I have experienced the same issue when using the dbt_expectations.expect_column_to_exist
test.
Expected Behavior
The macro should compile to valid SQL.
Steps To Reproduce
My dbt_project.yml
is:
name: 'validation_spike'
version: '1.0.0'
config-version: 2
profile: 'validation_spike'
model-paths: ["models"]
analysis-paths: ["analyses"]
test-paths: ["tests"]
seed-paths: ["seeds"]
macro-paths: ["macros"]
snapshot-paths: ["snapshots"]
clean-targets:
- "target"
- "dbt_packages"
models:
validation_spike:
# Config indicated by + and applies to all files under models/example/
+materialized: view
vars:
'dbt_date:time_zone': "Europe/London"
My profiles.yml
file is:
validation_spike:
target: dev
outputs:
dev:
type: duckdb
path: ":memory:"
My models/sources.yml
file is:
version: 2
sources:
- name: local
meta:
external_location: "~/<path>/validation_spike/data/{name}.csv"
tables:
- name: input
description: Valid input data
tests:
- dbt_expectations.expect_table_columns_to_match_set:
column_list: ["id", "name", "property_type"]
columns:
- name: id
description: Customer id
tests:
- unique
- not_null
- name: name
description: Customer name
tests:
- not_null
- name: property_type
description: Property type
tests:
- accepted_values:
name: invalid_property_type
values: ["bungalow", "house", "flat/maisonette"]
My dependencies.yml
file is:
packages:
- package: calogica/dbt_expectations
version: 0.10.0
My test file is (input.csv):
id,name,property_type
1,Sam,bungalow
2,Josh,flat/maisonette
3,Toby,house
Relevant log output
Runtime Error in test dbt_expectations_source_expect_table_columns_to_match_set_local_input_id__name__property_type (models/sources.yml)

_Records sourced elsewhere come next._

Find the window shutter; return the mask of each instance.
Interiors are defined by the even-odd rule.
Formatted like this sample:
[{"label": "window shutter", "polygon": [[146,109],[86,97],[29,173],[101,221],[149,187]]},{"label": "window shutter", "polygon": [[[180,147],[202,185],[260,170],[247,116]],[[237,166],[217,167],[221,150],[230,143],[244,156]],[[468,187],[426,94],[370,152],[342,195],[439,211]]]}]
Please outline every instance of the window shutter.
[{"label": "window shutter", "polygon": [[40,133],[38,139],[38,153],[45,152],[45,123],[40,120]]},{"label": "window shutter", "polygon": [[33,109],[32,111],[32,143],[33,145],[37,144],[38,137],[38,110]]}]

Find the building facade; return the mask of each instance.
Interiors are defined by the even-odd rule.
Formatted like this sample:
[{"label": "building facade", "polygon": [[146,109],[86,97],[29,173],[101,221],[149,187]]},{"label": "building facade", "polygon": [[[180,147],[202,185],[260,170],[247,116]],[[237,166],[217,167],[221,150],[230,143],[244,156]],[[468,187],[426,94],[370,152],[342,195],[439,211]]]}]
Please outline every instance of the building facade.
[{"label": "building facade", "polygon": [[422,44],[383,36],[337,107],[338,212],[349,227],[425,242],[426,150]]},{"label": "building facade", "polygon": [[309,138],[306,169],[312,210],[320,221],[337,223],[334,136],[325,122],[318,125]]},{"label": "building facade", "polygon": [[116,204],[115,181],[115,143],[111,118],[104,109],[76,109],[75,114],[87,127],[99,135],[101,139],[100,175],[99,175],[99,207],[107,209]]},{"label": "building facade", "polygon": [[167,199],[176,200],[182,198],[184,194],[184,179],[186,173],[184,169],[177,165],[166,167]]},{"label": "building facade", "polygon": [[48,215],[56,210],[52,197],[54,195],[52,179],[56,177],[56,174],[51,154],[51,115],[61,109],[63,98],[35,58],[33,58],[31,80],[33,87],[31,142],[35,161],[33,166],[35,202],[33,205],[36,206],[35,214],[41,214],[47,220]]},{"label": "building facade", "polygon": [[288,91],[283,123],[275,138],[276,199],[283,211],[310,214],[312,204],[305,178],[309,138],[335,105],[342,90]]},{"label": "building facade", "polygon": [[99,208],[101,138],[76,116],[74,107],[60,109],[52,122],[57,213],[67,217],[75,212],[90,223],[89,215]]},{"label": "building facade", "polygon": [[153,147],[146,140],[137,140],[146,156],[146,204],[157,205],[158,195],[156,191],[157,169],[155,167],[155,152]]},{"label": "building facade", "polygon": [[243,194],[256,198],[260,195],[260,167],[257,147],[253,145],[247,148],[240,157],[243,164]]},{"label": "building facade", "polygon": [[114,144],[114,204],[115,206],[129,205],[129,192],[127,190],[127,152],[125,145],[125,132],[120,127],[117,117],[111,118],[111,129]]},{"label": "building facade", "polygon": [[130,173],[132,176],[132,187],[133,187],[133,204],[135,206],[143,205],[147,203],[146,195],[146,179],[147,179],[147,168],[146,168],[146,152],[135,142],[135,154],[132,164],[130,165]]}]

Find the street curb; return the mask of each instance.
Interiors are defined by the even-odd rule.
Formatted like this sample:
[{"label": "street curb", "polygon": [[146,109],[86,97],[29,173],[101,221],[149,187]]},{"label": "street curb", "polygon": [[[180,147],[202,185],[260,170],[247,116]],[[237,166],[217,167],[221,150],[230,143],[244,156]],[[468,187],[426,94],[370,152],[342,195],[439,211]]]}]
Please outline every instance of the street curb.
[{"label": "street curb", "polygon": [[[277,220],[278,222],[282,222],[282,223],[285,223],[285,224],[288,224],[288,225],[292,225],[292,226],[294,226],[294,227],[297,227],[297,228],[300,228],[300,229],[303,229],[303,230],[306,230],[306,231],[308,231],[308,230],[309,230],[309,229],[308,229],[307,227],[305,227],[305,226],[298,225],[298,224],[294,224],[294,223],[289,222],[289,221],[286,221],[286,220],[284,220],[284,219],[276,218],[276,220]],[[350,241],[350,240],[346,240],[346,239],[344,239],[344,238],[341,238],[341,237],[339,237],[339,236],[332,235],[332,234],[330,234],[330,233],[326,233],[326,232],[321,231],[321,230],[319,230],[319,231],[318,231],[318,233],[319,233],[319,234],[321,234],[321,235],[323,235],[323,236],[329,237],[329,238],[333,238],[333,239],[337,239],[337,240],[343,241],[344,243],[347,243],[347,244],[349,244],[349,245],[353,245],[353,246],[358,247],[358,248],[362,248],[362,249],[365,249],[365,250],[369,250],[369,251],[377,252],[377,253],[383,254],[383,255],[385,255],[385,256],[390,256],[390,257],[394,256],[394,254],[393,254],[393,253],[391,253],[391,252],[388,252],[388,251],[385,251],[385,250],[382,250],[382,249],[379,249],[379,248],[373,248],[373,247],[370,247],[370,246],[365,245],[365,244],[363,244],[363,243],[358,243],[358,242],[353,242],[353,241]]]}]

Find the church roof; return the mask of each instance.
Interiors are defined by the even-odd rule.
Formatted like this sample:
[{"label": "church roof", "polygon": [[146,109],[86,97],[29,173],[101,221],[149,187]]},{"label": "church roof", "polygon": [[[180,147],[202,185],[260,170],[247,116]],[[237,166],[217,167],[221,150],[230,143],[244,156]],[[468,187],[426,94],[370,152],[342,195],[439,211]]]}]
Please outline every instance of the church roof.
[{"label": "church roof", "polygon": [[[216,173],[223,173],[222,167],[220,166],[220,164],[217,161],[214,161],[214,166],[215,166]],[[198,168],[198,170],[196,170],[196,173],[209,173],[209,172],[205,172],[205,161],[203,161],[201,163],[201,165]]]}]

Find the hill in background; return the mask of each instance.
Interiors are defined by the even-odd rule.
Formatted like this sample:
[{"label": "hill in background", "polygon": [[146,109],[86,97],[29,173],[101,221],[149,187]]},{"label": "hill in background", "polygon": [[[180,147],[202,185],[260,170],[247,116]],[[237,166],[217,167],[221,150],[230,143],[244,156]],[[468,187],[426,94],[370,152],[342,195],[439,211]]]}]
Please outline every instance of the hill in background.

Parser Error: syntax error at or near ")"
LINE 10: ),
^
Environment
- OS: MacOs Monterey 12.7
- Python: 3.11.0
- dbt: 1.6.6 (dbt-duckdb 1.6.1)
- dbt-expectations: 0.10.0
Which database adapter are you using with dbt?
dbt-duckdb
Note: dbt-expectations currently does not support database adapters other than the ones listed below.
- Postgres
- Snowflake
- BigQuery